Мгновенно воцарилась мертвая тишина. Мало кто поверил в эту дикую угрозу любимого барина, но жить хотелось всем. Селяне хорошо помнили итоги последнего химического выпада Петровича, когда он геройски уморил все деревенское стадо… И на фоне абсолютной, жуткой, неестественной тишины прорезался чей-то одинокий голос:
— А если бы вы знали, пахари, какие у моей тетки Дормидонтовны в камышах чебуреки водились — из города агрономы посмотреть приезжали…
Но на настоящий момент это было неактуальным. Петрович заботливо заткнул рот Толяну портянкой, равнодушно перенес удар пяткой в пах и обратился к тихой и покорной, как макаронное поле в тихую погоду, толпе:
— Ну, земляки, побузили — и хватит. Очищайте место, не доводите до греха…
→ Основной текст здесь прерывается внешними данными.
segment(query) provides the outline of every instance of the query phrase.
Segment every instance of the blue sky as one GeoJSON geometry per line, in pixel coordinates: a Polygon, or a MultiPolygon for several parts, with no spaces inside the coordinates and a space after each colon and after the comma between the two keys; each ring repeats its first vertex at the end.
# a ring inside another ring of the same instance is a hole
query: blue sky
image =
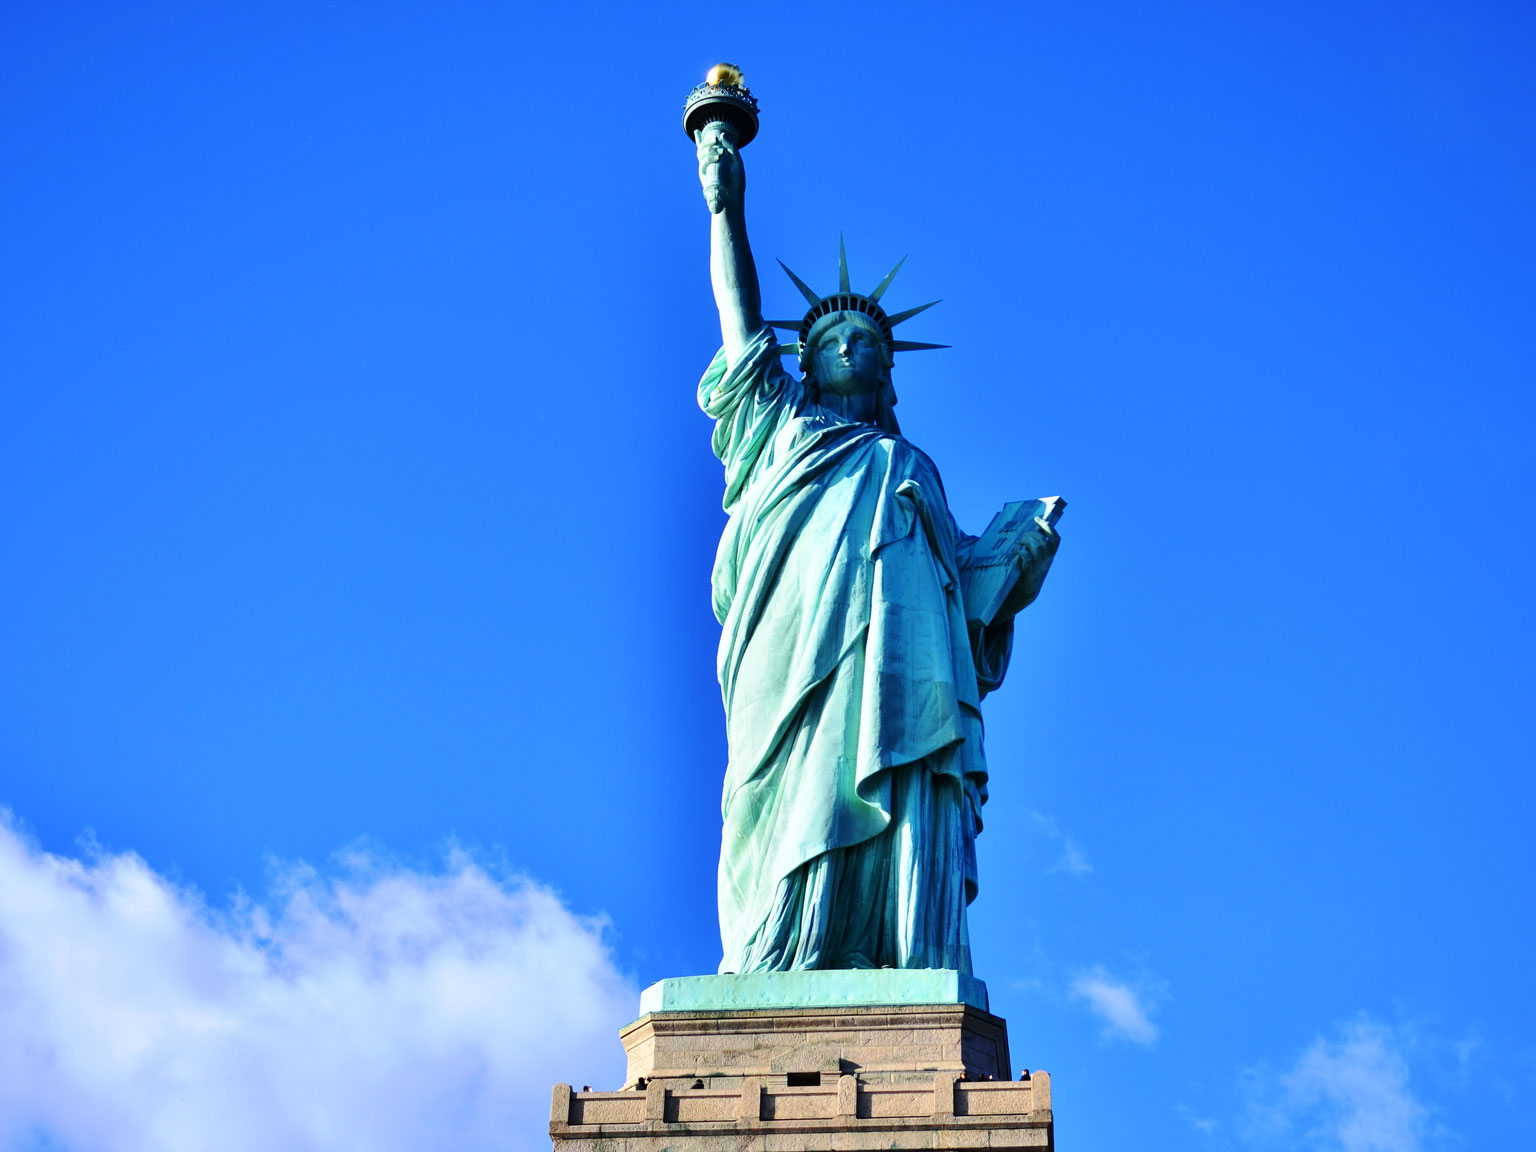
{"type": "Polygon", "coordinates": [[[766,310],[910,254],[961,524],[1070,502],[972,909],[1062,1147],[1536,1141],[1528,9],[3,19],[0,1147],[537,1147],[713,969],[721,58],[766,310]]]}

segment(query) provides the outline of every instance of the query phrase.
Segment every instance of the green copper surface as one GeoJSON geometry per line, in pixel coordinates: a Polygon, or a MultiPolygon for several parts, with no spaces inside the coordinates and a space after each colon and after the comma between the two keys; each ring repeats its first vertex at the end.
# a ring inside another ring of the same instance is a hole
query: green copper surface
{"type": "MultiPolygon", "coordinates": [[[[664,981],[646,995],[658,1008],[689,996],[700,1008],[910,1003],[936,994],[925,981],[948,980],[947,1002],[965,999],[987,798],[981,701],[1059,538],[1033,511],[1000,516],[982,538],[960,530],[895,415],[893,353],[933,345],[896,341],[889,324],[927,305],[882,324],[872,301],[891,276],[873,296],[851,292],[841,241],[834,296],[790,273],[814,321],[801,325],[804,378],[785,371],[763,321],[736,135],[710,123],[694,139],[723,344],[698,399],[729,514],[712,580],[729,750],[720,971],[751,979],[664,981]],[[836,969],[848,971],[807,971],[836,969]]],[[[950,391],[964,403],[963,381],[950,391]]]]}
{"type": "Polygon", "coordinates": [[[640,993],[650,1012],[732,1012],[751,1008],[854,1008],[878,1004],[969,1004],[990,1011],[987,986],[945,968],[861,968],[684,976],[640,993]]]}

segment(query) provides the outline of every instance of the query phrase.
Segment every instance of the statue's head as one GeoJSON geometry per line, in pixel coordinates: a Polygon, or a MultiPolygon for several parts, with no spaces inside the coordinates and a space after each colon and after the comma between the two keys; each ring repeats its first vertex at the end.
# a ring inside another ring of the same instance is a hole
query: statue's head
{"type": "Polygon", "coordinates": [[[799,354],[800,371],[808,385],[819,393],[833,396],[877,396],[879,414],[874,422],[894,432],[897,430],[896,418],[891,409],[896,404],[896,392],[891,387],[891,361],[895,353],[947,345],[897,340],[891,335],[891,329],[932,308],[938,301],[889,316],[880,307],[880,297],[901,270],[901,264],[892,268],[866,296],[849,287],[848,253],[841,238],[838,240],[838,257],[838,290],[830,296],[822,296],[790,272],[782,260],[779,261],[811,307],[799,320],[771,320],[769,323],[775,328],[789,328],[799,333],[797,342],[782,347],[786,354],[799,354]]]}

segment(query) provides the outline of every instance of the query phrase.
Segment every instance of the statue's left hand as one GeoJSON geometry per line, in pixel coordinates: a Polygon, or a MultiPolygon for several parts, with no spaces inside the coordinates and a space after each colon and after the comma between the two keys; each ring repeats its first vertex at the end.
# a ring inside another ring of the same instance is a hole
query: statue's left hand
{"type": "Polygon", "coordinates": [[[1003,601],[999,617],[1014,616],[1034,603],[1045,583],[1045,574],[1050,571],[1056,549],[1061,547],[1061,537],[1056,529],[1038,516],[1035,517],[1035,528],[1036,531],[1025,538],[1024,548],[1014,560],[1019,566],[1019,578],[1008,593],[1008,599],[1003,601]]]}

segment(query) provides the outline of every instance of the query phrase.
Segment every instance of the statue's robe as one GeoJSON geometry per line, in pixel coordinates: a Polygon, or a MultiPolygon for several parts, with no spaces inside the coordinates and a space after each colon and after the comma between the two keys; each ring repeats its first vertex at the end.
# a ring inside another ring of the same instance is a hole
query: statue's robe
{"type": "Polygon", "coordinates": [[[730,514],[720,970],[969,972],[980,703],[1012,622],[968,634],[974,538],[928,457],[820,406],[779,356],[764,329],[699,382],[730,514]]]}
Следующие несколько минут поле боя напоминало замедленное (но не очень) воспроизведение взрыва противопехотной мины в курятнике. Удовлетворенно проводив глазами особенно активно удаляющуюся группу поселян, узурпатор укоризненно погрозил пальцем притихшему на столбе Ломбардисту, но последний отважно показал помещику язык и запустил в него принтером. Петрович, нахмурясь, зашвырнул принтер в реку и мощным ударом головы с разворота сломал столб. В полете доморощенный аферист плевался, ругался, корчил рожи и обещал лично контактировать со всеми, кто стоял внизу… Приземлился он прямо на Елкина. Бывалый борец с правонарушениями среагировал быстро и залег в кювет, якобы без сознания, а на летуна ястребом бросился Степка, на ходу вытаскивая из штанов ремень — возможно, для воспитательной работы…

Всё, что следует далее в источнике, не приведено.